Worst new year for UK market since 1935
Jan 17 2008 by Iain Laing, The Journal
THE London market has suffered its worst start to a year since records began in 1935 and yesterday fell below the 6,000 mark for the first time since the credit crunch began last August.
Fears over the US economy and the deepening crisis in credit markets has seen the FTSE All-Share Index endure a 7.1% fall since the start of 2008 and the FTSE 100 is down 7.5% after a rise of just under 4% to 6456.9 over 2007.
The drop marks the largest ever fall on the London stock market in the first half of January, according to expert David Schwartz.
And the statistician, who has published books including the Schwartz Stock Market Handbook, warned worse may yet be to come for UK blue chips as he predicted a “solid thumping” for shares over the year ahead.
The fall follows a tough week for London’s leading share index amid economic concerns in both the UK and US in the wake of America’s sub-prime mortgage meltdown and the subsequent credit squeeze.
The latest turmoil for investors was sparked after the world’s biggest bank, Citigroup, unveiled a £5bn fourth-quarter loss and new figures showed US shoppers cut back sharply on spending in December.
That prompted a major sell-off on markets worldwide, with more than £45bn wiped from the value of London’s blue-chip shares on Tuesday.
With Asian markets down by more than 3% yesterday, the FTSE 100 Index continued to decline, closing last night at 5942.9, down 82.7.
Mr Schwartz said the disastrous New Year performance and turbulence seen since last summer “warn that a painful correction is likely”. His records go back to the launch of the inaugural FT30 index in 1935, which was replaced by the FTSE 100 Index in 1984.

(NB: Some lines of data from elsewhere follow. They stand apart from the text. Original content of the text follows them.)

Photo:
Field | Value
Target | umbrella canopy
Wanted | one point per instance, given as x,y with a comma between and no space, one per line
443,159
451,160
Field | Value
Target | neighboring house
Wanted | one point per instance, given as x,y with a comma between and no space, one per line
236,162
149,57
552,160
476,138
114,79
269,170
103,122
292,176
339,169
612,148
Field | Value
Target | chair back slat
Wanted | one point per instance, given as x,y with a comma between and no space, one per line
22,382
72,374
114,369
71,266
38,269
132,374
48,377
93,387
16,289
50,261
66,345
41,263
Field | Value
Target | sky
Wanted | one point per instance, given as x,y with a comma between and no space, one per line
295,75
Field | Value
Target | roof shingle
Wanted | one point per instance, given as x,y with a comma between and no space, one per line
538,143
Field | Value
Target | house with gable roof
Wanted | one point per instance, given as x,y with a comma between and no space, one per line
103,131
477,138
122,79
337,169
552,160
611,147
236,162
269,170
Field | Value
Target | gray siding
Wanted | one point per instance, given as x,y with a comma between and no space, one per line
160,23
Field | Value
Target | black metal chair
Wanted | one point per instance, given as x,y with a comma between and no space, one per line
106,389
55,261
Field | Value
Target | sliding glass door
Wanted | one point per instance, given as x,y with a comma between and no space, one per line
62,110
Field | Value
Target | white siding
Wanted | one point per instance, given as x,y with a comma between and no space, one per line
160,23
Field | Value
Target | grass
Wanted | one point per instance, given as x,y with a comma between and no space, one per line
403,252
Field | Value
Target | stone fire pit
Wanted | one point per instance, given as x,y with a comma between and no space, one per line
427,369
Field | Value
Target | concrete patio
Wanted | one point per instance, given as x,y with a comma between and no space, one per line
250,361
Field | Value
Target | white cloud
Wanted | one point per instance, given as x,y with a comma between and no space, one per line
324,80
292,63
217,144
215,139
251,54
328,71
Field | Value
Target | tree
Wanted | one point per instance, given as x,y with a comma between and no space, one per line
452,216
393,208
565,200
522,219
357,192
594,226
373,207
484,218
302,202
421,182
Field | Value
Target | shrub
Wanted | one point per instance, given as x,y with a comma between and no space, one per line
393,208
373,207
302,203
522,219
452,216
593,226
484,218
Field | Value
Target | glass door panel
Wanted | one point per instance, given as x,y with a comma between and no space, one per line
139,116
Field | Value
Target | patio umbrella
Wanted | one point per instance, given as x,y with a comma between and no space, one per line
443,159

He said: “We probably got a taste of the decline this past summer when shares fell in June, July and August.
“Summertime weakness as severe as in 2007 is rare – since the Second World War, there were just eight other years when the UK stock market declined in all three months.
“It is not common knowledge but a fully-fledged bear market was under way in seven of those years.”
January is traditionally one of the best months of the year on the stock market and is often thought to set the tone for the rest of the year.
David Jones, chief market strategist at IG Index, said the market’s move below 6,000 may see blue chips dive further over 2008.
He said that while the FTSE 100 had briefly fallen under 6,000 twice over the past year, the gathering economic gloom on both sides of the Atlantic may not see the index make such a swift recovery.
“If the current four-year-plus recovery is to remain intact, investors will want to see the market bounce back from its current depressed levels.
“If the FTSE 100 continues to remain weak and breaks below last year’s lows around 5,800, the longer-term technical picture for the index looks decidedly the most bearish since early 2001, when a sustained move below 6,000 signalled the start of the slide that saw us hit 3,300 in March 2003.”